Rusya Devlet Başkanı Vladimir Putin tarafından imzalanan 2016 Ulusal Güvenlik Stratejisi'nde ABD ve NATO'nun Rusya'nın batı sınırlarına yakın bölgelerde yürüttüğü faaliyetler tehdit olarak tanımlanmış, tüm bunlara rağmen Moskova'nın NATO, ABD ve AB ile hâlâ diyalog ve iyi ilişkilerden yana olduğuna vurgu yapılmıştı.
Reuters, Huffington Post, Daily News ve The Hill gibi Batılı medya kuruluşları, ulusal güvenlik stratejisi ile ilgili haberleri belgenin sadece çeşitli paragraflarına vurgu yaparak servis etti.
Rusya'nın 2016 Ulusal Güvenlik Stratejisi'ne biraz daha yakından bakıldığında, Batı medyasının yürüttüğü taraflı yayıncılık anlayışı gözler önüne serildi.
Batılı medya kuruluşlarının haberlerini 'boşa çıkaran', ABD ile ilgili ifadelerden bazıları şu şekilde:
"Rusya'nın güç kazanması, izlediği bağımsız dış ve iç politika, ABD ve müttefiklerini dünya siyasetindeki dominant pozisyonlarını korumak amacıyla Rusya'ya karşı harekete geçmeye itti.

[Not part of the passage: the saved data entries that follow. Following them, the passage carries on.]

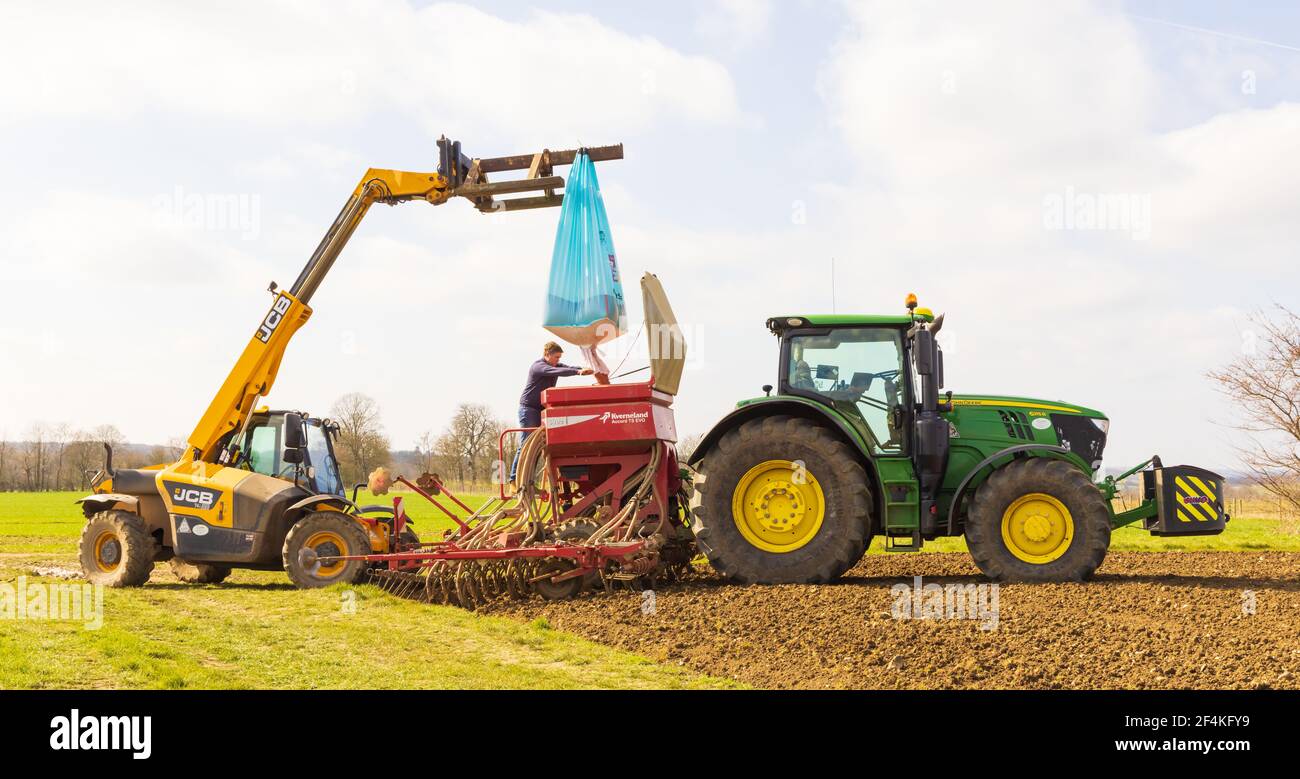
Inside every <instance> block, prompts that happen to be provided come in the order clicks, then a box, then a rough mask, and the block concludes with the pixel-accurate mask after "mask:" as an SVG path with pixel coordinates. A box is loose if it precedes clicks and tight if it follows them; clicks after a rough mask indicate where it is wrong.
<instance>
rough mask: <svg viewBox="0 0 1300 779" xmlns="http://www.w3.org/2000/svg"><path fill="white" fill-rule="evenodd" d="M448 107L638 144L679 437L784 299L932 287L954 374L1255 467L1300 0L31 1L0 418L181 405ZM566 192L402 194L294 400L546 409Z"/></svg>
mask: <svg viewBox="0 0 1300 779" xmlns="http://www.w3.org/2000/svg"><path fill="white" fill-rule="evenodd" d="M443 134H446V135H447V137H450V138H454V139H459V140H460V142H461V143H463V147H464V150H465V151H467V153H469V155H472V156H499V155H507V153H525V152H534V151H538V150H541V148H543V147H546V148H571V147H577V146H584V144H585V146H601V144H607V143H620V142H621V143H623V144H624V148H625V159H624V160H620V161H610V163H601V164H599V165H598V174H599V177H601V185H602V190H603V192H604V200H606V208H607V212H608V217H610V222H611V230H612V234H614V241H615V244H616V247H617V255H619V263H620V268H621V273H623V276H624V277H625V278H627V280H629V281H633V280H636V278H638V277H640V276H641V274H642V273H643V272H653V273H656V274H658V276H659V278H660V281H662V282H663V285H664V287H666V290H667V293H668V295H669V298H671V300H672V303H673V307H675V310H676V312H677V316H679V319H680V320H681V323H682V325H684V329H685V332H686V336H688V339H689V342H690V360H689V364H688V367H686V373H685V376H684V378H682V384H681V394H680V395H679V398H677V401H676V404H675V407H676V412H677V425H679V430H680V432H681V434H682V436H686V434H694V433H702V432H705V430H707V429H708V427H711V425H712V423H714V421H716V420H718V419H719V417H720V416H722V415H723V414H725V412H727V411H728V410H729V408H731V407H732V406H733V404H735V402H736V401H738V399H741V398H746V397H753V395H757V394H761V389H759V388H761V386H762V385H763V384H770V382H774V378H775V373H776V342H775V339H774V337H772V336H771V334H768V333H767V330H766V329H764V325H763V323H764V320H766V319H767V317H768V316H774V315H781V313H793V312H800V313H816V312H831V311H835V312H839V313H848V312H862V313H888V312H901V311H902V303H904V298H905V297H906V294H907V293H917V295H918V297H919V298H920V302H922V306H928V307H932V308H933V310H935V311H936V312H944V313H946V320H945V328H944V333H943V336H941V338H940V341H941V342H943V345H944V349H945V356H946V360H945V373H946V380H948V389H952V390H954V391H957V393H997V394H1021V395H1032V397H1040V398H1047V399H1061V401H1067V402H1074V403H1080V404H1084V406H1089V407H1093V408H1100V410H1102V411H1105V412H1106V414H1108V415H1109V416H1110V419H1112V428H1110V430H1112V432H1110V443H1109V446H1108V451H1106V466H1108V467H1115V468H1119V467H1126V466H1130V464H1136V463H1138V462H1141V460H1143V459H1145V458H1147V456H1149V455H1151V454H1153V453H1158V454H1160V455H1161V456H1162V458H1164V459H1165V462H1169V463H1175V462H1187V463H1196V464H1200V466H1205V467H1210V468H1219V469H1225V471H1232V469H1235V468H1236V466H1235V453H1234V449H1232V445H1234V442H1235V441H1236V438H1235V437H1234V433H1232V430H1231V424H1232V421H1234V420H1235V419H1236V417H1235V414H1234V410H1232V408H1231V407H1230V406H1229V403H1227V402H1226V401H1225V399H1222V398H1221V397H1219V395H1218V394H1217V393H1216V391H1214V389H1213V386H1212V384H1210V382H1209V380H1208V378H1206V377H1205V372H1206V371H1209V369H1213V368H1217V367H1221V365H1225V364H1227V363H1230V362H1231V360H1232V359H1235V358H1238V356H1239V355H1242V354H1243V352H1245V351H1249V350H1251V349H1253V347H1255V343H1256V329H1257V325H1252V321H1251V316H1252V312H1257V311H1261V310H1262V311H1264V312H1265V316H1270V315H1271V313H1269V312H1270V311H1271V310H1273V308H1271V307H1273V306H1275V304H1281V306H1287V307H1291V308H1300V284H1297V274H1296V271H1295V268H1296V265H1297V259H1300V257H1297V248H1296V247H1297V243H1300V242H1297V241H1296V239H1297V237H1300V235H1297V233H1300V220H1297V218H1296V217H1297V213H1296V208H1297V203H1300V196H1297V195H1300V177H1297V176H1296V166H1297V163H1296V160H1300V7H1296V5H1295V4H1282V3H1252V4H1227V3H1223V4H1217V3H1174V1H1130V3H1071V1H1062V3H1032V1H1024V3H1017V1H1010V3H987V4H984V3H980V4H970V3H926V1H913V3H874V1H855V0H854V1H848V0H846V1H842V3H836V1H813V0H794V1H785V3H776V1H775V0H768V1H764V0H753V1H742V0H712V1H699V3H685V1H660V3H656V4H653V5H647V4H641V3H637V4H633V3H627V4H619V3H590V1H588V3H582V1H567V0H556V1H551V3H515V1H507V0H497V1H486V3H477V4H473V5H469V4H455V3H433V4H428V3H417V4H411V3H407V1H404V0H374V1H368V3H361V1H339V3H308V1H305V0H302V1H276V0H272V1H265V0H264V1H257V3H252V1H243V0H231V1H229V3H222V4H175V3H164V1H159V3H130V1H126V3H112V4H105V3H60V4H52V3H18V1H14V0H5V3H3V4H0V165H3V170H4V172H5V174H6V182H5V185H4V186H0V281H3V286H0V295H3V300H4V304H3V306H0V373H3V376H4V377H5V378H4V381H0V438H9V440H22V438H23V437H25V434H26V433H27V432H29V430H30V429H31V427H32V425H34V424H36V423H44V424H57V423H68V424H70V425H74V427H81V428H92V427H95V425H100V424H113V425H117V427H118V428H120V429H121V430H122V433H123V434H125V436H126V437H127V438H129V440H131V441H135V442H147V443H159V442H165V441H168V440H173V438H183V437H185V436H187V434H188V432H190V430H191V429H192V427H194V424H195V423H196V421H198V419H199V416H200V414H201V412H203V410H204V408H205V407H207V403H208V401H209V398H211V397H212V393H214V391H216V389H217V386H218V385H220V382H221V381H222V380H224V378H225V376H226V373H227V372H229V369H230V367H231V365H233V364H234V360H235V358H237V356H238V354H239V352H240V351H242V350H243V347H244V346H246V343H247V339H248V337H250V334H251V332H252V330H253V329H255V326H256V324H257V323H259V321H260V320H261V317H263V315H264V313H265V311H266V308H268V306H269V303H270V297H269V295H268V294H266V293H265V291H264V290H265V289H266V285H268V284H269V282H270V281H277V282H278V284H281V285H283V286H289V285H290V284H292V281H294V278H295V277H296V276H298V272H299V271H300V269H302V265H303V264H304V263H305V260H307V257H308V256H309V255H311V252H312V250H313V248H315V247H316V244H317V242H318V241H320V238H321V235H322V234H324V231H325V230H326V228H328V226H329V224H330V222H331V221H333V218H334V216H335V213H337V212H338V209H339V208H341V207H342V204H343V202H344V200H346V198H347V195H348V194H350V192H351V190H352V189H354V187H355V186H356V183H357V181H359V179H360V177H361V174H363V173H364V172H365V169H367V168H369V166H378V168H396V169H406V170H433V169H435V166H437V147H435V143H434V142H435V139H437V138H438V137H439V135H443ZM564 173H565V169H560V174H562V176H563V174H564ZM558 217H559V212H558V209H545V211H534V212H520V213H510V215H493V216H485V215H480V213H478V212H476V211H474V209H473V208H472V207H471V205H469V204H468V203H467V202H451V203H448V204H445V205H441V207H435V208H434V207H430V205H428V204H424V203H408V204H403V205H399V207H393V208H389V207H376V208H374V209H372V212H370V215H369V216H368V218H367V221H365V222H364V224H363V225H361V226H360V229H357V231H356V234H355V235H354V238H352V242H351V244H350V246H348V247H347V250H346V251H344V252H343V256H342V257H341V259H339V261H338V263H337V265H335V268H334V271H333V273H331V274H330V277H329V278H326V280H325V282H324V285H322V286H321V289H320V291H318V293H317V295H316V298H315V299H313V300H312V307H313V310H315V313H313V315H312V319H311V321H309V323H308V324H307V326H305V328H304V329H303V330H300V332H299V334H298V336H296V337H295V339H294V342H292V343H291V345H290V347H289V352H287V356H286V358H285V362H283V365H282V367H281V372H279V378H278V381H277V384H276V386H274V390H273V393H272V394H270V397H269V398H268V402H269V403H270V404H272V406H276V407H294V408H302V410H307V411H312V412H316V414H321V415H324V414H328V411H329V407H330V406H331V404H333V402H334V401H335V399H337V398H338V397H339V395H342V394H344V393H350V391H361V393H365V394H368V395H372V397H373V398H376V401H377V402H378V403H380V407H381V408H382V412H383V420H385V425H386V430H387V433H389V436H390V438H391V441H393V445H394V447H396V449H408V447H412V446H413V445H415V441H416V440H417V438H419V436H420V434H421V433H424V432H425V430H441V429H442V428H443V427H445V425H446V423H447V420H448V417H450V416H451V414H452V412H454V410H455V407H456V404H458V403H461V402H482V403H487V404H489V406H491V407H493V408H494V410H495V411H497V412H498V414H499V415H500V416H502V419H512V417H513V414H515V407H516V401H517V397H519V391H520V389H521V384H523V380H524V376H525V372H526V368H528V364H529V363H530V362H532V360H533V359H536V355H537V352H538V351H539V347H541V343H542V342H543V341H546V339H549V334H547V333H546V330H543V329H542V328H541V321H542V306H543V303H545V293H546V281H547V276H549V267H550V257H551V250H552V244H554V237H555V224H556V220H558ZM832 267H833V273H832ZM629 286H630V287H632V289H629V290H628V299H629V303H630V304H629V316H630V320H632V321H633V323H637V321H640V317H641V306H640V295H638V293H637V290H636V286H634V284H630V285H629ZM575 351H576V350H575ZM604 354H606V359H607V362H610V364H617V363H620V362H621V363H623V364H624V368H623V369H630V368H634V367H640V365H643V364H645V363H646V358H645V345H643V341H641V342H633V338H632V334H630V333H629V334H628V336H627V337H624V338H623V339H620V341H619V342H615V343H612V345H608V346H607V347H604ZM573 356H576V355H573ZM624 358H625V360H624ZM567 381H573V380H567Z"/></svg>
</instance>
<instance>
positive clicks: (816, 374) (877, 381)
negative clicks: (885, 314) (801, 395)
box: [787, 328, 906, 454]
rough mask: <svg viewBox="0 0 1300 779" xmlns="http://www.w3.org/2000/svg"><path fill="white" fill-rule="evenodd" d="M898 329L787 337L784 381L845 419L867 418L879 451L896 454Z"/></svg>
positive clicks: (835, 331)
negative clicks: (853, 418)
mask: <svg viewBox="0 0 1300 779" xmlns="http://www.w3.org/2000/svg"><path fill="white" fill-rule="evenodd" d="M902 371H904V363H902V334H901V332H900V330H898V329H897V328H840V329H835V330H831V332H828V333H826V334H807V336H792V337H790V338H789V365H788V367H787V384H788V386H789V389H790V390H794V391H796V393H800V394H814V395H819V397H820V398H822V399H823V401H824V402H828V403H829V404H831V406H832V407H835V408H836V410H839V411H840V412H841V414H845V415H846V416H849V417H850V419H852V417H853V416H858V417H861V419H862V421H863V423H866V428H867V432H870V436H868V437H870V438H872V446H874V449H875V450H876V451H878V453H894V454H897V453H900V451H902V445H904V440H905V430H902V429H898V428H896V423H901V420H902V419H905V416H904V415H896V414H894V408H896V407H902V408H906V401H905V391H906V390H905V378H904V373H902Z"/></svg>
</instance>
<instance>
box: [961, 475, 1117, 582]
mask: <svg viewBox="0 0 1300 779" xmlns="http://www.w3.org/2000/svg"><path fill="white" fill-rule="evenodd" d="M966 545H967V546H969V548H970V550H971V557H972V558H974V559H975V564H976V566H979V570H980V571H983V572H984V575H985V576H988V577H989V579H993V580H995V581H1084V580H1087V579H1089V577H1092V574H1093V572H1095V571H1096V570H1097V567H1099V566H1101V561H1102V559H1105V557H1106V550H1108V549H1109V548H1110V512H1109V511H1108V510H1106V502H1105V498H1102V497H1101V490H1099V489H1097V488H1096V486H1095V485H1093V484H1092V481H1091V480H1089V479H1088V476H1087V475H1086V473H1084V472H1083V471H1080V469H1079V468H1078V467H1075V466H1071V464H1070V463H1067V462H1065V460H1057V459H1049V458H1032V459H1027V460H1018V462H1013V463H1009V464H1006V466H1004V467H1001V468H998V469H997V471H993V475H992V476H989V477H988V479H987V480H985V481H984V484H982V485H980V486H979V489H978V490H976V492H975V497H974V499H972V501H971V505H970V511H969V514H967V519H966Z"/></svg>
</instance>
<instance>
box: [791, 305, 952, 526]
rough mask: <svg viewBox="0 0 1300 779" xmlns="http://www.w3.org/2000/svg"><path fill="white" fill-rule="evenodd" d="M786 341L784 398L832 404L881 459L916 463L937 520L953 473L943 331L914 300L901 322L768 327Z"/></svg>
mask: <svg viewBox="0 0 1300 779" xmlns="http://www.w3.org/2000/svg"><path fill="white" fill-rule="evenodd" d="M767 326H768V329H770V330H771V332H772V333H775V334H776V336H777V337H780V339H781V350H780V355H781V356H780V372H779V377H780V378H779V381H780V386H779V390H777V391H779V394H781V395H794V397H802V398H807V399H809V401H813V402H815V403H819V404H823V406H829V407H831V408H832V410H835V411H836V412H837V415H839V417H840V419H842V420H845V421H846V423H848V424H850V425H852V427H853V428H854V430H855V432H857V434H858V436H859V437H861V440H862V441H863V442H865V443H866V445H867V446H868V447H870V450H871V454H872V455H874V456H880V458H888V456H896V458H909V459H911V462H913V468H914V473H915V476H917V481H918V486H919V493H920V494H919V508H920V515H922V516H923V518H928V516H931V515H932V514H933V507H935V505H936V501H937V497H939V489H940V486H941V484H943V480H944V472H945V469H946V467H948V450H949V441H948V438H949V436H948V433H949V430H948V421H946V420H945V419H944V417H943V416H941V414H943V412H945V411H950V410H952V406H950V404H949V403H945V402H940V401H939V389H940V388H941V386H943V384H944V376H943V373H944V369H943V362H944V360H943V351H941V350H940V349H939V342H937V339H936V338H935V336H936V334H937V333H939V329H940V328H941V326H943V316H940V317H939V319H937V320H936V319H935V315H933V313H932V312H931V311H930V310H928V308H918V307H917V297H915V295H909V297H907V313H905V315H898V316H861V315H842V316H815V317H809V316H789V317H774V319H770V320H768V321H767Z"/></svg>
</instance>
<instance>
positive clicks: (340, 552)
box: [305, 531, 350, 579]
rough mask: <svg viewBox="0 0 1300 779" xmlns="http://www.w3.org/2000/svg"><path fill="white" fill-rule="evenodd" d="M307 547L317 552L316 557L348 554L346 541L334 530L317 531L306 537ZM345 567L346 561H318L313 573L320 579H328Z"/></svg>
mask: <svg viewBox="0 0 1300 779" xmlns="http://www.w3.org/2000/svg"><path fill="white" fill-rule="evenodd" d="M305 546H307V549H311V550H312V551H315V553H316V554H317V557H339V555H344V554H350V553H348V550H347V541H344V540H343V536H339V535H338V533H335V532H334V531H317V532H315V533H312V535H311V537H309V538H307V544H305ZM346 567H347V561H337V562H333V563H320V566H318V567H317V568H316V572H315V575H316V576H320V577H322V579H329V577H330V576H334V575H337V574H338V572H339V571H342V570H343V568H346Z"/></svg>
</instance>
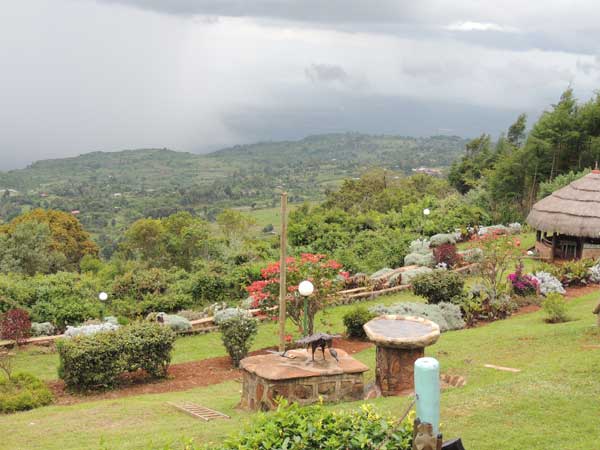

Bu nedenle, Rusya'yı dizginleme politikası izliyor ve bu kapsamda siyasi, ekonomik, askeri ve istihbari baskı uyguluyorlar."
"ABD füze savunma sistemlerinin Avrupa, Asya-Pasifik ve Ortadoğu'da konuşlandırılması, küresel ve bölgesel istikrarın sürdürülebilirliğini belirgin şekilde azaltıyor."
"ABD'nin Rusya'ya komşu ülkelerdeki biyolojik askeri laboratuvar ağı genişliyor. Dünya, hâlâ kimyasal silahların yayılması ve kullanılması tehdidiyle karşı karşıya."
RUSYA, TEHDİDE RAĞMEN İŞBİRLİĞİNE HAZIR OLDUĞUNU VURGULADI
Rusya'nın 2016 Ulusal Güvenlik Stratejisi'nde ABD ile ilgili bölümün sonraki satırlarını 'okuma gereği duymayan' Batı medyası, doğal olarak, Rusya'nın işbirliğine yönelik ifadelerini atlamış oldu:
"Rusya Federasyonu, Rusya-ABD ilişkilerinin uluslararası durum üzerindeki etkisini göz önünde bulundurarak, ABD ile ortak çıkarlar temelinde tam teşekküllü bir ortaklığa ilgi duyuyor. Böyle bir ortaklığın en önemli unsurları, uluslararası anlaşmalarla silah kontrol mekanizmalarını kusursuz hale getirmek, karşılıklı güven önlemlerini güçlendirmek, kitle imha silahlarının yayılmasını önleme alanındaki sorunları çözmek, terörle mücadelede işbirliği artırmak ve bölgesel krizleri çözmek."
Washington Times ve Financial Times'ın NATO'nun tehdit olarak gösterilmesine manşetten yer vermesine rağmen, Moskova belgede NATO ile işbirliğine de hazır olduğunu vurguladı.
Belgede, NATO'nun oluşturduğu tehdidin nedenleri şöyle sıralandı: "NATO'nun askeri gücünü artırması, İttifak'ın askeri faaliyetleri, sürekli olarak genişlemesi ve Rusya sınırlarına kadar yaklaşması, ulusal güvenliği tehdit ediyor. Blokun uluslararası sorunları çözme konusundaki pasif tutumu, birçok tehdide karşı konulması için yetersiz kalıyor. Afrika ve Ortadoğu'dan Avrupa'ya giden göçmen sayısındaki artış, NATO ve AB nezdinde inşa edilen Avrupa-Atlantik bölgesel güvenlik sisteminin çöktüğünü ortaya koydu."
NATO ile ilgili bölümün devamında ise, şu ifadeler yer aldı: "Rusya Federasyonu, Avrupa-Atlantik Bölgesi'nin tamamında güvenliğin artırılması için eşitlik ilkesine dayalı olarak NATO ile ilişkilerini geliştirmeye hazır. İttifak'ın giderek artan askeri faaliyetleri, askeri altyapılarının Rusya sınırlarına yakınlaşması, füze savunma sistemlerinin konuşlandırılması ve uluslararası hukuk normları ihlal edilerek İttifak'a küresel fonksiyonlar verme girişimleri, Rusya tarafından kabul edilemez ve bunlar NATO ile ilişkilerde belirleyici etkenler olacaktır" ifadelerine yer verilerek, işbirliği için açık kapı bırakıldı."